Ahh. Forgot about those darn US holidays.
> Has anyone else got a high load (>100 execute nodes) with a
> small number of submit points keeping the whole thing highly loaded?
>
> If they have on *nix land but not windows this would indicate
> strongly that it was a windows port issue.
I have sucessfully submitted 200+ jobs from my Linux machine that were
targetting our Windows startd machines and the schedd and shadows ran
without any problems. But there was limited concurrency because I too am
not willing to roll this out to our production machines to test a
production load.
I think we need to hear from the Condor team here: what's up with
Windows? Are you guys aware of these issues?
> > > not so hot - is your submit machine under heavy load as well?
> >
> > Talking with both the engineers I would say, yes. The machines were
> > probably running processes unrelated to Condor for the
> users and it is
> > likely the load was high. That being said, these are all dual
> > processor
> > 1 GHz PIII machines with 2GB or more of RAM. Not state of
> the art but
> > certainly not under powered. The jobs are vanilla jobs that
> transfer
> > one small 1k file to the client when they start and then
> transfer back
> > ~30k worth of captured STDOUT when the jobs complete.
>
> If the user constantly runs condor_q (or someone else runs condor_q
> -global) they can seriously affect the schedd.
>
> It is a vicious circle where the user goes "Why is it so
> slow? Whats going on?"
> <runs condor_q>
> "That's bad! I will watch this kettle till it boils"
> <runs condor_q repeatedly>
Agreed, but this is not likely the cause in our system.
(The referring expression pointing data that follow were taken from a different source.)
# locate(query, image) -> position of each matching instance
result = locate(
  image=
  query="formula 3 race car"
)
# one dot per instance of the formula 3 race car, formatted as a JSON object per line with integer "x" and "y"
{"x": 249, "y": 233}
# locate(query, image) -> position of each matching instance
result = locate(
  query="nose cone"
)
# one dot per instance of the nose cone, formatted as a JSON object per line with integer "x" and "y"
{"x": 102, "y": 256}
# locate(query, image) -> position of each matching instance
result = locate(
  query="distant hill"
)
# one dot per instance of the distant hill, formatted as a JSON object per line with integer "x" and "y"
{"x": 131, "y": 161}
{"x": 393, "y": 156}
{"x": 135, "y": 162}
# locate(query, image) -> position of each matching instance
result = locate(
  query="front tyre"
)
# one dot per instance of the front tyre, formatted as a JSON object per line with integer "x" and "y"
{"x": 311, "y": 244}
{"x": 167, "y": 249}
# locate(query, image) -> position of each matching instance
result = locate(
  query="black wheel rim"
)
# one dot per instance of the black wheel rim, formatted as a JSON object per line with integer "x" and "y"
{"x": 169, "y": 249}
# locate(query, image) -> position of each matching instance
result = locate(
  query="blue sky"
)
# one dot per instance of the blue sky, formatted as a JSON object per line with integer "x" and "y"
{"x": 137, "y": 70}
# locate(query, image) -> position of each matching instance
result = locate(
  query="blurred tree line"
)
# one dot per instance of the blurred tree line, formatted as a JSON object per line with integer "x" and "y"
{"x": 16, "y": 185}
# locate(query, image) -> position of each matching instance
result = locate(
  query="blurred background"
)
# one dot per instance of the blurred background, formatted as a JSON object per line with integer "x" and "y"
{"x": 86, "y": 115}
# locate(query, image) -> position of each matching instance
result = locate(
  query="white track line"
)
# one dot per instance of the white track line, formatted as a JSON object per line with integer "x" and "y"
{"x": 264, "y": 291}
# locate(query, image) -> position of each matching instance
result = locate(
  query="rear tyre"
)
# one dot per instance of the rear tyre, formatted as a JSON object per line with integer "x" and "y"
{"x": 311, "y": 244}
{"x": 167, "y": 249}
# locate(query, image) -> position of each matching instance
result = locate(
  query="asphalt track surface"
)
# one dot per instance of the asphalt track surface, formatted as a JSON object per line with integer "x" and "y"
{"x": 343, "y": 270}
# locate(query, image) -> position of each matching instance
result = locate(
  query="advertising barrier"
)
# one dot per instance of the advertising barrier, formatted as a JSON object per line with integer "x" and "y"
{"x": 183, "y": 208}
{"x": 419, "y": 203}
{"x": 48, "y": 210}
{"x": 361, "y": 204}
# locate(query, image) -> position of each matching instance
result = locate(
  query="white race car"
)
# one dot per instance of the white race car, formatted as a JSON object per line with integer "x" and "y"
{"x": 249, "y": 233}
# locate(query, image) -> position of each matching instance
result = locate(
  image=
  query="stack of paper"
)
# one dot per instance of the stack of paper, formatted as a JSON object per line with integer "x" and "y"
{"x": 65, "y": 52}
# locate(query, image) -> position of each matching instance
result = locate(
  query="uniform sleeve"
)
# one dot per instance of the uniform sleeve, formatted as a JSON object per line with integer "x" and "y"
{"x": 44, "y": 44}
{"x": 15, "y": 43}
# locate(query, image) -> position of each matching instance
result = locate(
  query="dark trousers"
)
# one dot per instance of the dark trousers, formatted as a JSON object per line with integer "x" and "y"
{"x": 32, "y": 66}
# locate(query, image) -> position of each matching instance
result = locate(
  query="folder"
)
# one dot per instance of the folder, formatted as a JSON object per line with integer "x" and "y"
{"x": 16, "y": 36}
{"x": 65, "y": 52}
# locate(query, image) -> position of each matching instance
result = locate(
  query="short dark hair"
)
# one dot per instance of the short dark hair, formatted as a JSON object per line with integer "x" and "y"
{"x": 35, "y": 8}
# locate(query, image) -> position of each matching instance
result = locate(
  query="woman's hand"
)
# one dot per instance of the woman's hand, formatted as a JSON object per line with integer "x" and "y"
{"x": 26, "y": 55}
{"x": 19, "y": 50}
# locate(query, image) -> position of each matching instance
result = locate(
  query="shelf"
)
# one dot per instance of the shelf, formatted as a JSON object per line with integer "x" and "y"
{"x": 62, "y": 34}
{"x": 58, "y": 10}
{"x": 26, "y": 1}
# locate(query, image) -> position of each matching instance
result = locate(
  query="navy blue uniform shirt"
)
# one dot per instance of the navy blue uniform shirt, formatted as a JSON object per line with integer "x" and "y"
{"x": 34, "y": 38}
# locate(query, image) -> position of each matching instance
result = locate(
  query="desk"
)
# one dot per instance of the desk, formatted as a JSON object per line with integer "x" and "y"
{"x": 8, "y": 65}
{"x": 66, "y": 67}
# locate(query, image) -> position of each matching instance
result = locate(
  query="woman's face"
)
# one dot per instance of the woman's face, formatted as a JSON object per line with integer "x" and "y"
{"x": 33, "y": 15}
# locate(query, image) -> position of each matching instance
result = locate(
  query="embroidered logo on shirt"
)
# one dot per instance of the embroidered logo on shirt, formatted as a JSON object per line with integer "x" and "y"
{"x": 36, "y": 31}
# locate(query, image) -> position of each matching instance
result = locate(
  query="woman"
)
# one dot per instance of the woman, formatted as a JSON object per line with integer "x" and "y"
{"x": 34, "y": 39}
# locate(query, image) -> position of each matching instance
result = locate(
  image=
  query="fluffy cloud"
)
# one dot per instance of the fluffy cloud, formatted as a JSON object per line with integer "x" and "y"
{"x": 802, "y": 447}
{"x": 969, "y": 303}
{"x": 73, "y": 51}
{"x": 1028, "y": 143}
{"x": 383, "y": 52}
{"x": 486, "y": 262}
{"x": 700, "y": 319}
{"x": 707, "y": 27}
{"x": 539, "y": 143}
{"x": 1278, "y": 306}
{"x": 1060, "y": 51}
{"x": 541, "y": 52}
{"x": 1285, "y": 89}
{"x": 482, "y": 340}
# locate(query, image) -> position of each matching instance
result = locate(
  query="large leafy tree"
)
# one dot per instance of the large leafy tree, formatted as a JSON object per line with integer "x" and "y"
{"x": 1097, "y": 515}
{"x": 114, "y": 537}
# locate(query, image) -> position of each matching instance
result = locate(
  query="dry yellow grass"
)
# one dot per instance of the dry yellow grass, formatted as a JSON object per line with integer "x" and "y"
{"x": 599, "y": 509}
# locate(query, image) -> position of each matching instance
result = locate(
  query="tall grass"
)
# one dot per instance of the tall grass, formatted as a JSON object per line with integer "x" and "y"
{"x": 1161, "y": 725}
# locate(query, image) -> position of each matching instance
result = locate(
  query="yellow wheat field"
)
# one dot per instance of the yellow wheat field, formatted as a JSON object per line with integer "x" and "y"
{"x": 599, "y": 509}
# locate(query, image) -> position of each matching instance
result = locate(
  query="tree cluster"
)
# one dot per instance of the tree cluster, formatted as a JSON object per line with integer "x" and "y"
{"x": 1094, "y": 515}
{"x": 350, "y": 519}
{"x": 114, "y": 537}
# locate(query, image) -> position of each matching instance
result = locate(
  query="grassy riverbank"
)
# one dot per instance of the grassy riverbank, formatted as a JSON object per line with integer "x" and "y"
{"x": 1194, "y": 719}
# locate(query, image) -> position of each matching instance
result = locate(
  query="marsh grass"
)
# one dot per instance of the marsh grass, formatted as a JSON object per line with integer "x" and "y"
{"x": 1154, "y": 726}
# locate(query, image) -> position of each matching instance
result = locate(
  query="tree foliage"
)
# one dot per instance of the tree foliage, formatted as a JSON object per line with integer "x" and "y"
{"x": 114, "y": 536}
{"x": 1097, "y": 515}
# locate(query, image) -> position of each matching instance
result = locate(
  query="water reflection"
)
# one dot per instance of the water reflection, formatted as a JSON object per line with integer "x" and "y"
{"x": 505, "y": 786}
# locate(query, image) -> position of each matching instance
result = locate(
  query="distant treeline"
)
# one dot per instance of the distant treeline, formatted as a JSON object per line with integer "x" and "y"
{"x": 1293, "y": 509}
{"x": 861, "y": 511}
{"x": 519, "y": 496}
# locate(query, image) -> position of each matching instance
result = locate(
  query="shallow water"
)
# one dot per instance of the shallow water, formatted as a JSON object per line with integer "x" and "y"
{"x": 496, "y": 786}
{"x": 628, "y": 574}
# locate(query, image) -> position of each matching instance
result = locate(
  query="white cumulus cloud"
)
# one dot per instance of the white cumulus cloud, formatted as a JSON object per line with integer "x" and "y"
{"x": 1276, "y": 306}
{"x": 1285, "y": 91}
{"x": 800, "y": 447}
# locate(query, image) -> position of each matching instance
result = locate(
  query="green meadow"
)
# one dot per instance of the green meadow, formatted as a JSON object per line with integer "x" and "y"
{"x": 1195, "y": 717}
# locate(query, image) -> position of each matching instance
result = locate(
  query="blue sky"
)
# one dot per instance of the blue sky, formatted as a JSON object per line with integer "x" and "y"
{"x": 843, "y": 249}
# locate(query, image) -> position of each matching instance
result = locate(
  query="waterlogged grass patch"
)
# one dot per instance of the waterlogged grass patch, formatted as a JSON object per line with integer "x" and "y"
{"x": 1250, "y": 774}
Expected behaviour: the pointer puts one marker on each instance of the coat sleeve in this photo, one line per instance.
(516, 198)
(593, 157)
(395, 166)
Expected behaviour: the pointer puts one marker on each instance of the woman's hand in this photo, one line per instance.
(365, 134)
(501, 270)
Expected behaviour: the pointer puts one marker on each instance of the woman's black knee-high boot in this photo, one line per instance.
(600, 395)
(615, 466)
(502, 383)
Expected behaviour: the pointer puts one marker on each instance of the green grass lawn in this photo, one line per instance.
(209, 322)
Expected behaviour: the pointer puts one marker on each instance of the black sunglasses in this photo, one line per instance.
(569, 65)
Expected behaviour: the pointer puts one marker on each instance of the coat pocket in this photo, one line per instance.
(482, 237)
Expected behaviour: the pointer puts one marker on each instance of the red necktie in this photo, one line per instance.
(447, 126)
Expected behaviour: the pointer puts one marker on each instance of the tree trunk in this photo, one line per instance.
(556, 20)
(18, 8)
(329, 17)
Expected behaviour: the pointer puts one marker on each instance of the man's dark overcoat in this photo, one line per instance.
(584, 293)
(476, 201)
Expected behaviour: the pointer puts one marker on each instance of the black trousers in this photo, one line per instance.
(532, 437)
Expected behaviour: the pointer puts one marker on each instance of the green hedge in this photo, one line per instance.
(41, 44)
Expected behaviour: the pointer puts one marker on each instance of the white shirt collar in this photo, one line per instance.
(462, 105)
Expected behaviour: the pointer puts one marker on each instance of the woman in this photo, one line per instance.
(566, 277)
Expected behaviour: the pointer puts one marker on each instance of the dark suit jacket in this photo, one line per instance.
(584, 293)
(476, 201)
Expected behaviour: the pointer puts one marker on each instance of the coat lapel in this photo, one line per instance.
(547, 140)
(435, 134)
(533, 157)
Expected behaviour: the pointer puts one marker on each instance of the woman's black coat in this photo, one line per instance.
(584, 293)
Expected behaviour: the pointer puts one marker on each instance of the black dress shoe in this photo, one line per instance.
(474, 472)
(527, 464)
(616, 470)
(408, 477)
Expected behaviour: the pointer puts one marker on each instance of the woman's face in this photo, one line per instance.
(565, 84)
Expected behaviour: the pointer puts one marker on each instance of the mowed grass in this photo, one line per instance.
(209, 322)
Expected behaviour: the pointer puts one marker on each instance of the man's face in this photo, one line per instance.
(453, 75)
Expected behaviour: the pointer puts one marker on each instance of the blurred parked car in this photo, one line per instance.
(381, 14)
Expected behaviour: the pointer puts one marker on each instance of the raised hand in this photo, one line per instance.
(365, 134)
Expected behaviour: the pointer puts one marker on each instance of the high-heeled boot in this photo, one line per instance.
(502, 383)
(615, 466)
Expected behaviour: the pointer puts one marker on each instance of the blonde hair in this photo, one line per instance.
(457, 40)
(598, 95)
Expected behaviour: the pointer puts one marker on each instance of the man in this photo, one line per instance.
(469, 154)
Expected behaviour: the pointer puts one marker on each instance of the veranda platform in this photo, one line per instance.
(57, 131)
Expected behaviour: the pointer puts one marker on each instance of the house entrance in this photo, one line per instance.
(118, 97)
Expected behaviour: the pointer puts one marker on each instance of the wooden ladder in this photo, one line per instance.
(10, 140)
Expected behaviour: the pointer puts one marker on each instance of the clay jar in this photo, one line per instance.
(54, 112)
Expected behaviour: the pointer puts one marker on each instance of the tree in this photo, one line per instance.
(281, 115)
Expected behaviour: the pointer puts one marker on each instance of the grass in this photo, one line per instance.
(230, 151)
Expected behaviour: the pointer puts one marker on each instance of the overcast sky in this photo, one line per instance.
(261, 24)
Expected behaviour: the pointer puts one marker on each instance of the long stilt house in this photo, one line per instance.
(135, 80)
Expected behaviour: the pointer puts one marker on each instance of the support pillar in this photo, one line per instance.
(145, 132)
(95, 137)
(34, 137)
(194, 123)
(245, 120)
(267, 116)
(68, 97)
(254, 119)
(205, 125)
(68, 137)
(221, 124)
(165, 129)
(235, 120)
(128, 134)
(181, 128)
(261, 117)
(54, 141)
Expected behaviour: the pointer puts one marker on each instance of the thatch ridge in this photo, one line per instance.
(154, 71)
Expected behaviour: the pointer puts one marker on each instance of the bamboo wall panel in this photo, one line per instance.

In the case of
the first crash it was well before anyone was in the office.
> > I'm with you here: our main batch system is a very simple, in-house
> > system that can handle queues loads in the tens of
> thousands of jobs
> > running on a single CPU 866 MHz PIII with 256 MB of RAM. Granted it
> > hasn't the complexity of Condor but we're not exploiting all the
> > interactive capabilities or file transfer capabilities of
> Condor. The
> > bulk of our job file transfer is handled by the job scripts we run,
> > not by Condor, and not to the machine that submitted the job.
>
> The issue is that the batch system does not need to talk to a
> central machine to be told to ten talk to the execute
> machine, nor bother to repeatedly stroke the executor to keep
> it happy.
>
> I think that sufficient people run in a tightly coupled and
> dedicated environment to make it worthwhile making the
> negotiation process more pluggable to allow us to exploit
> this (making the negotiator more intelligent but the startd
> more stupid or vice versa)...
>
> that said I'll go for stability over features every time at
> the moment!
Here here! Hopefully there'll be an early Christmas present from the
Condor team in the form of a 6.8.x stable branch. Fingers crossed...
Ian